This site is back. Me, too! Gladwell’s The Risk Pool
This site (edublogs.org) was down for a while, causing much consternation to those teachers and students who depend on it.
Didn’t affect me much. Been up to my armpits in alligators with the usual start-of-the-year school stuff. Now I hope to have more time to read and write….
The Risk Pool: In a recent New Yorker article, my main man Malcolm has written well (per usual) and provocatively (per usual) about how the ratio of those who work to those who don’t is a very good predictor of economic success, whether you’re looking a country’s economy or looking at General Motors. A country can be burdened with too many children to care for or with too many elderly to support. A company can be burdened by its obligations to retirees, generally in the form of pensions or health insurance. As an example, Gladwell attributes Ireland’s recent success to the fact that Irish women are having fewer children:
This relation between the number of people who aren’t of working age and the number of people who are is captured in the dependency ratio. In Ireland during the sixties, when contraception was illegal, there were ten people who were too old or too young to work for every fourteen people in a position to earn a paycheck. That meant that the country was spending a large percentage of its resources on caring for the young and the old. Last year, Ireland’s dependency ratio hit an all-time low: for every ten dependents, it had twenty-two people of working age. That change coincides precisely with the country’s extraordinary economic surge.
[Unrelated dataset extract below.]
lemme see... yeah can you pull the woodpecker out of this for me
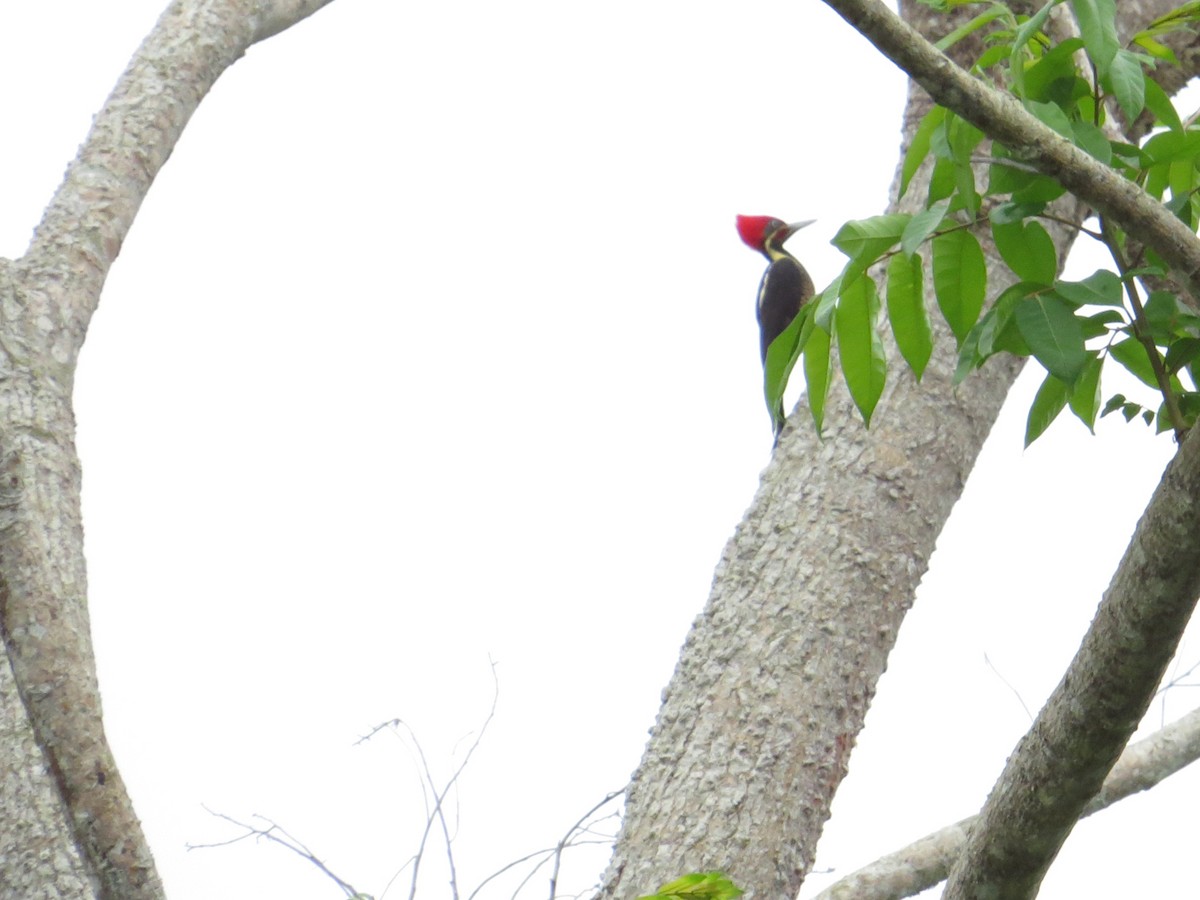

He also shows how the big auto companies in the U.S. are heavily burdened by their retirees — so much so, that it is nearly impossible for them to succeed.
In 1962, G.M. had four hundred and sixty-four thousand U.S. employees and was paying benefits to forty thousand retirees and their spouses, for a dependency ratio of one pensioner to 11.6 employees. Last year, it had a hundred and forty-one thousand workers and paid benefits to four hundred and fifty-three thousand retirees, for a dependency ratio of 3.2 to 1.